In its July 3, 2019 decision in the consolidated case of Don Caldwell and Sheronda Caldwell v. St. Charles Gaming Company d/b/a ISLE OF CAPRI CASINO-LAKE CHARLES, the Louisiana Third Circuit Court of Appeals found that the Grand Palais casino was still a vessel for purposes of liability and litigation.
The instant case arose from injuries allegedly sustained by plaintiff Don Caldwell on April 9, 2015 while operating a scissor lift on a casino, the Grand Palais, moored in Lake Charles.
Prior to 2001, the Grand Palais casino was required under the older law to sail and would obviously be deemed a vessel prior to that time. It had not sailed since August 2001, once the law was changed to no longer require it to sail.

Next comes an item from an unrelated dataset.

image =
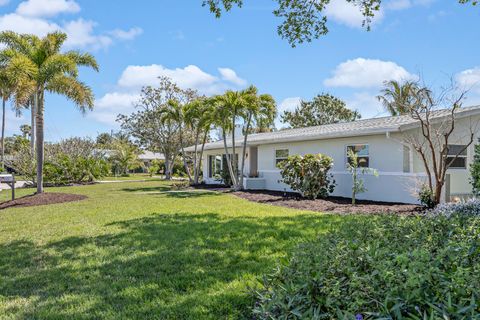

The Plaintiffs submitted the Grand Palais had not been removed from navigation, laid up or mothballed. They noted for the court that the defendant-owner spent considerable time and expense to ensure that the vessel remained capable of operating as a riverboat casino. The evidence showed that although it ceased daily excursions in 2001, the Grand Palais was capable of navigation at the time Don Caldwell was injured in April 2015. They showed the court that the Grand Palais was connected to the dock by temporary connections and gangways, which were designed to be lifted, retracted and allow it to be made ready to sail in thirty minutes. Further, it was shown that the Grand Palais had not been disabled, removed from the water, sunk to the bottom of the lake, nor enclosed in a cofferdam.
The court found the U.S. Supreme Court’s decisions in Stewart v. Dutra, 543 U.S. 481, and Lozman City of Riviera Beach, Fla , 568 U.S. 115, to be controlling. They ruled the Grand Palais was a vessel at the time of the incident and that the trial court should have granted the motion for summary judgment by plaintiff Caldwell allowing him to bring his personal injury action as a Jones Act seaman.